January 23, 2007 Re: Transitioning to a type aware Garbage Collector | ||||
---|---|---|---|---|
| ||||
Posted in reply to Frits van Bommel | Frits van Bommel wrote: > Walter Bright wrote: >> Paul Findlay wrote: >>> Walter Bright wrote: >>>> To improve GC performance, we need to transition to a GC that is aware of the types of what it is allocating. >>> Does this mean the D garbage collector will be an exact (or precise) garbage collector? >> >> No. > > So what exactly *does* it mean? > Is it, as Pragma put it, a "bool containsPointers" per block? > Or is it mostly-precise? > > "Not exact/precise" still leaves a pretty big range... All it means is that a bit gets set per block meaning if it might contain pointers or does not contain pointers. In the future, it might give a list of which offsets contain pointers. > And if it's just a bool, what was the reasoning behind this decision? > Ease of implementation? The overhead of the metadata needed to get to mostly-precise? All of the above?

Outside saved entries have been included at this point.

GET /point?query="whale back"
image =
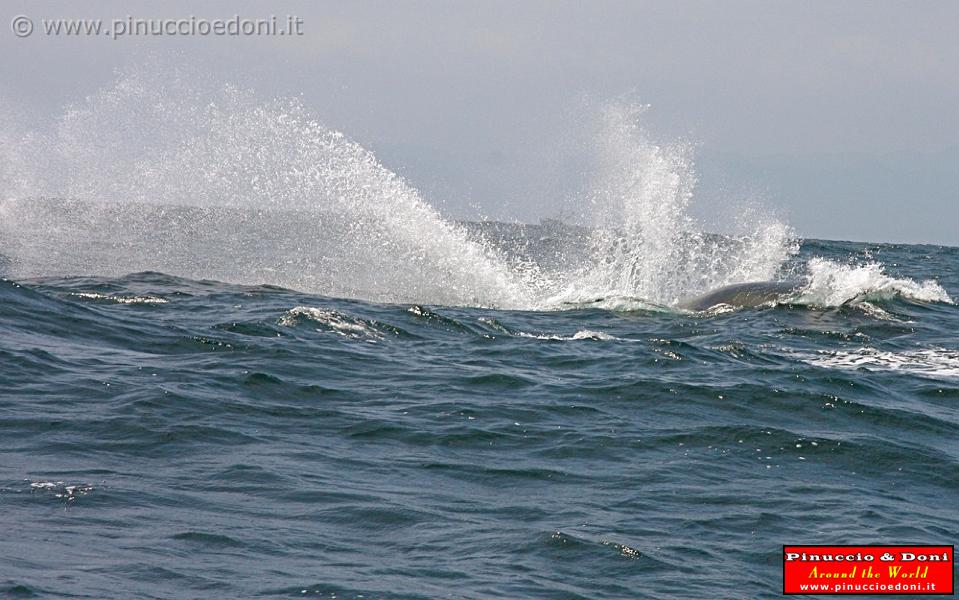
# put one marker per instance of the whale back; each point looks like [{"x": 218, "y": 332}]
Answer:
[{"x": 744, "y": 295}]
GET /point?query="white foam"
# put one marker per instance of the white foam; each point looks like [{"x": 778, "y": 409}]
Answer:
[
  {"x": 332, "y": 320},
  {"x": 930, "y": 362},
  {"x": 120, "y": 299},
  {"x": 276, "y": 197},
  {"x": 835, "y": 284}
]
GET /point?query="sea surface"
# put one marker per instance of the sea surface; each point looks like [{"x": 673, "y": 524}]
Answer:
[
  {"x": 240, "y": 357},
  {"x": 165, "y": 437}
]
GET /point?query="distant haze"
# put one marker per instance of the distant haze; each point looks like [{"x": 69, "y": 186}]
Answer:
[{"x": 842, "y": 117}]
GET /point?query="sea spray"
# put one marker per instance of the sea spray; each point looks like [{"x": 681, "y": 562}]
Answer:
[
  {"x": 165, "y": 171},
  {"x": 645, "y": 243}
]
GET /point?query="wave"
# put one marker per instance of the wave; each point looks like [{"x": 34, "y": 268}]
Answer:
[
  {"x": 937, "y": 363},
  {"x": 165, "y": 171},
  {"x": 834, "y": 284}
]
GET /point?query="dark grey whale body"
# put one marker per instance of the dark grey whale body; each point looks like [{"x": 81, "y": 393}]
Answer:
[{"x": 743, "y": 294}]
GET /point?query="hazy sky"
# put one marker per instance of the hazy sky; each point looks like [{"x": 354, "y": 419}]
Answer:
[{"x": 844, "y": 116}]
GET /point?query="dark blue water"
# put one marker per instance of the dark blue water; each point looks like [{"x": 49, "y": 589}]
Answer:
[{"x": 171, "y": 438}]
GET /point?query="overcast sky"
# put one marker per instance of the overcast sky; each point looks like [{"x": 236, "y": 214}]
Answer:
[{"x": 844, "y": 116}]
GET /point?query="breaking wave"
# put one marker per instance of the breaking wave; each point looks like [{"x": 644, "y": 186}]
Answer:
[{"x": 163, "y": 172}]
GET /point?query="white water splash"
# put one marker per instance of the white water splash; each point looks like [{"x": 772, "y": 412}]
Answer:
[
  {"x": 645, "y": 244},
  {"x": 834, "y": 284},
  {"x": 929, "y": 362},
  {"x": 163, "y": 172}
]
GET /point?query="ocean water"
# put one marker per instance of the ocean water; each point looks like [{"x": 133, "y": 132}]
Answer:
[{"x": 239, "y": 357}]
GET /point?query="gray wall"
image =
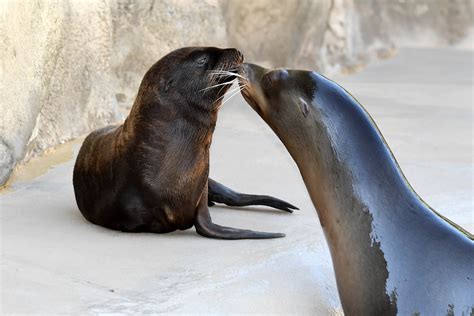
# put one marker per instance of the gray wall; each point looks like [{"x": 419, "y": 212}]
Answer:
[{"x": 71, "y": 66}]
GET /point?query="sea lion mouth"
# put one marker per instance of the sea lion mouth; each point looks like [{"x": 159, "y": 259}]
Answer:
[
  {"x": 247, "y": 86},
  {"x": 247, "y": 97}
]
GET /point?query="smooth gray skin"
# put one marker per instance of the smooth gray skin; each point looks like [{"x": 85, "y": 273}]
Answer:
[{"x": 391, "y": 252}]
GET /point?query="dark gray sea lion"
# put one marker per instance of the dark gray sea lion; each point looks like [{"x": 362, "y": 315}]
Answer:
[
  {"x": 391, "y": 252},
  {"x": 150, "y": 174}
]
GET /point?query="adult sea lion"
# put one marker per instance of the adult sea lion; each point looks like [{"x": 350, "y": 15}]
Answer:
[
  {"x": 150, "y": 174},
  {"x": 392, "y": 254}
]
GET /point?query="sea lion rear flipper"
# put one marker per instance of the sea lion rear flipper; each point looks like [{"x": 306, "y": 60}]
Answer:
[
  {"x": 205, "y": 227},
  {"x": 219, "y": 193}
]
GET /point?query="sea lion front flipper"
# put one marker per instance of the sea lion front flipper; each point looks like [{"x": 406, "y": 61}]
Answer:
[
  {"x": 205, "y": 227},
  {"x": 219, "y": 193}
]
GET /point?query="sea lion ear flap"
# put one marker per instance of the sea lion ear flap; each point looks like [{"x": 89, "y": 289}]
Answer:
[
  {"x": 166, "y": 84},
  {"x": 303, "y": 107}
]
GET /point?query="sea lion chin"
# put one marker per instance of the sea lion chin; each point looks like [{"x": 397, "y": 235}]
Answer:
[
  {"x": 150, "y": 174},
  {"x": 391, "y": 252}
]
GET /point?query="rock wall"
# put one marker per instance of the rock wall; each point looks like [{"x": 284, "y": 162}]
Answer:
[
  {"x": 341, "y": 35},
  {"x": 71, "y": 66}
]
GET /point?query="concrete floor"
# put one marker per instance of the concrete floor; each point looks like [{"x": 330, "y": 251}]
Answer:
[{"x": 53, "y": 261}]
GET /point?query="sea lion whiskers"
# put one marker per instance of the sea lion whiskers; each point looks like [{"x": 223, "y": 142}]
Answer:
[
  {"x": 219, "y": 84},
  {"x": 232, "y": 93},
  {"x": 228, "y": 73}
]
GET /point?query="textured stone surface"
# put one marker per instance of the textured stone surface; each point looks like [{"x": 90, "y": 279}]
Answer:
[
  {"x": 55, "y": 75},
  {"x": 341, "y": 35},
  {"x": 71, "y": 66}
]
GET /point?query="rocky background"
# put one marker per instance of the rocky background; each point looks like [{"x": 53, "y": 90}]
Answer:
[{"x": 71, "y": 66}]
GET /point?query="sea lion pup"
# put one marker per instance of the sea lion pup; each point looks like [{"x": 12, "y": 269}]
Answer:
[
  {"x": 392, "y": 254},
  {"x": 151, "y": 173}
]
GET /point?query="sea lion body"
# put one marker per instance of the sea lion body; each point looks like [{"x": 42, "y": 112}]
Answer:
[
  {"x": 150, "y": 174},
  {"x": 392, "y": 254}
]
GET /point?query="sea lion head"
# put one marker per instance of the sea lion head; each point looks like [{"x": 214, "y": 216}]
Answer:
[
  {"x": 283, "y": 98},
  {"x": 186, "y": 75}
]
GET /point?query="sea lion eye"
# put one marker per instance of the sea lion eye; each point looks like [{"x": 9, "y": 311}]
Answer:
[{"x": 202, "y": 61}]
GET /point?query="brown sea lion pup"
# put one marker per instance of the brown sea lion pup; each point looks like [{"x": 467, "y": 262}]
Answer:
[
  {"x": 392, "y": 254},
  {"x": 150, "y": 174}
]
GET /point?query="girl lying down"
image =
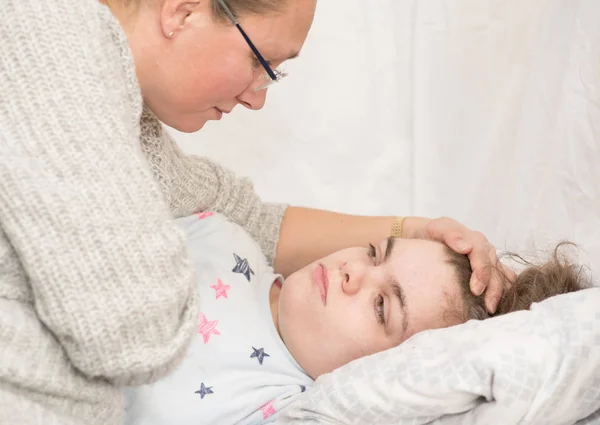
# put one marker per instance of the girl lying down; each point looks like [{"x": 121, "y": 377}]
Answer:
[{"x": 262, "y": 341}]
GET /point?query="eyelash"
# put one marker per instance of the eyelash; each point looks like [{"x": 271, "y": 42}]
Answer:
[
  {"x": 256, "y": 63},
  {"x": 379, "y": 300},
  {"x": 372, "y": 252},
  {"x": 380, "y": 308}
]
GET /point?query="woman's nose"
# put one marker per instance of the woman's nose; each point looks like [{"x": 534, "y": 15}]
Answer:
[{"x": 352, "y": 277}]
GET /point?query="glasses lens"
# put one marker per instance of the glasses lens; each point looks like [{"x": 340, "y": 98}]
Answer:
[{"x": 266, "y": 81}]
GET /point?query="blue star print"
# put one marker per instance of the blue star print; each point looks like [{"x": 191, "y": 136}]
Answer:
[
  {"x": 203, "y": 390},
  {"x": 259, "y": 354},
  {"x": 242, "y": 267}
]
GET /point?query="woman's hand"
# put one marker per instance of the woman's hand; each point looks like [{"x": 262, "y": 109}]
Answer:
[{"x": 489, "y": 274}]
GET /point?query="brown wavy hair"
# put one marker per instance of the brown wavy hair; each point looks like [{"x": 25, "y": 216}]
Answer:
[{"x": 535, "y": 283}]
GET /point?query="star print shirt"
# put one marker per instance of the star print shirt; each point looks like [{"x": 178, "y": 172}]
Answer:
[{"x": 237, "y": 369}]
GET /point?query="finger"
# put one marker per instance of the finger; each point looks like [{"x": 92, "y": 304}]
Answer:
[
  {"x": 494, "y": 291},
  {"x": 478, "y": 281},
  {"x": 458, "y": 244}
]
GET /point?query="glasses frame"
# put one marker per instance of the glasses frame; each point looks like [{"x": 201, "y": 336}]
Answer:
[{"x": 275, "y": 76}]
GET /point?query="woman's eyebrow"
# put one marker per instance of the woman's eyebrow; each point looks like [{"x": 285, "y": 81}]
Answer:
[
  {"x": 401, "y": 297},
  {"x": 396, "y": 287},
  {"x": 388, "y": 249}
]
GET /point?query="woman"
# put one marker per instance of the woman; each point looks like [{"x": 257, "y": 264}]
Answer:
[{"x": 95, "y": 284}]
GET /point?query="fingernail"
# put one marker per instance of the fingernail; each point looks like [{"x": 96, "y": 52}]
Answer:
[
  {"x": 462, "y": 245},
  {"x": 478, "y": 288}
]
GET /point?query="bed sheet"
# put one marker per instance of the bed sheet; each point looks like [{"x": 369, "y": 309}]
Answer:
[{"x": 484, "y": 110}]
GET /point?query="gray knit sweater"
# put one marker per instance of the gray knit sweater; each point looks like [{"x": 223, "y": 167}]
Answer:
[{"x": 96, "y": 290}]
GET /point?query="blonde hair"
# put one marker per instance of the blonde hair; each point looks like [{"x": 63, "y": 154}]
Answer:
[
  {"x": 237, "y": 7},
  {"x": 247, "y": 7},
  {"x": 535, "y": 283}
]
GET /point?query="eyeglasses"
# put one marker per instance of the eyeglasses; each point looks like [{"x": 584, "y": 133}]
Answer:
[{"x": 271, "y": 76}]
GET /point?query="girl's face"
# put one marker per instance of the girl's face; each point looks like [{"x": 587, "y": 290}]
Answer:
[
  {"x": 206, "y": 68},
  {"x": 360, "y": 301}
]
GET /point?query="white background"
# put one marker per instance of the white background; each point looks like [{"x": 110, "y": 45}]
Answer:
[{"x": 487, "y": 111}]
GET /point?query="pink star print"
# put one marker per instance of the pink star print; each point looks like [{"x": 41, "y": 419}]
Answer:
[
  {"x": 207, "y": 328},
  {"x": 268, "y": 409},
  {"x": 220, "y": 289},
  {"x": 204, "y": 215}
]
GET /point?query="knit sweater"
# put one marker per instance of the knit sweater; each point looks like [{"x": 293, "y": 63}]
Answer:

It's a fairly significant improvement for a small change. |
January 23, 2007 Re: Transitioning to a type aware Garbage Collector | ||||
---|---|---|---|---|
| ||||
Posted in reply to Walter Bright | Walter Bright wrote: > Frits van Bommel wrote: >> Walter Bright wrote: >>> Paul Findlay wrote: >>>> Walter Bright wrote: >>>>> To improve GC performance, we need to transition to a GC that is aware of the types of what it is allocating. >>>> Does this mean the D garbage collector will be an exact (or precise) garbage collector? >>> >>> No. >> >> So what exactly *does* it mean? >> Is it, as Pragma put it, a "bool containsPointers" per block? >> Or is it mostly-precise? >> >> "Not exact/precise" still leaves a pretty big range... > > All it means is that a bit gets set per block meaning if it might contain pointers or does not contain pointers. In the future, it might give a list of which offsets contain pointers. Just shooting from the hip here: one possibility for such a list that won't eat much space would be having each bit of a word (or dword) represent the presence of a pointer at that 4-byte offset. The last bit set could just signify "this is a big object, conservatively scan beyond bits*4 bytes". This would take advantage of the fact that most objects typically aren't very big. Example (16 bit list): 0000 0000 0000 0000 - zero = no pointers present 0000 0000 0000 1001 - pointers at offsets 0 and 12 1111 1111 1111 1111 - max = I'm all pointers 1000 0000 1000 0001 - pointers at offsets 0 and 28, and force scan at offsets 60 through end of block. Another option would be to make the resolution of the high-order bits more logarithmic, making it behave something like a bloom filter. > >> And if it's just a bool, what was the reasoning behind this decision? >> Ease of implementation? The overhead of the metadata needed to get to mostly-precise? All of the above? > > It's a fairly significant improvement for a small change. -- - EricAnderton at yahoo |
January 24, 2007 Re: Transitioning to a type aware Garbage Collector | ||||
---|---|---|---|---|
| ||||
Posted in reply to Pragma | Pragma wrote:
> Walter Bright wrote:
>> Frits van Bommel wrote:
>>> Walter Bright wrote:
>>>> Paul Findlay wrote:
>>>>> Walter Bright wrote:
>>>>>> To improve GC performance, we need to transition to a GC that is aware of the types of what it is allocating.
>>>>> Does this mean the D garbage collector will be an exact (or precise) garbage collector?
>>>>
>>>> No.
>>>
>>> So what exactly *does* it mean?
>>> Is it, as Pragma put it, a "bool containsPointers" per block?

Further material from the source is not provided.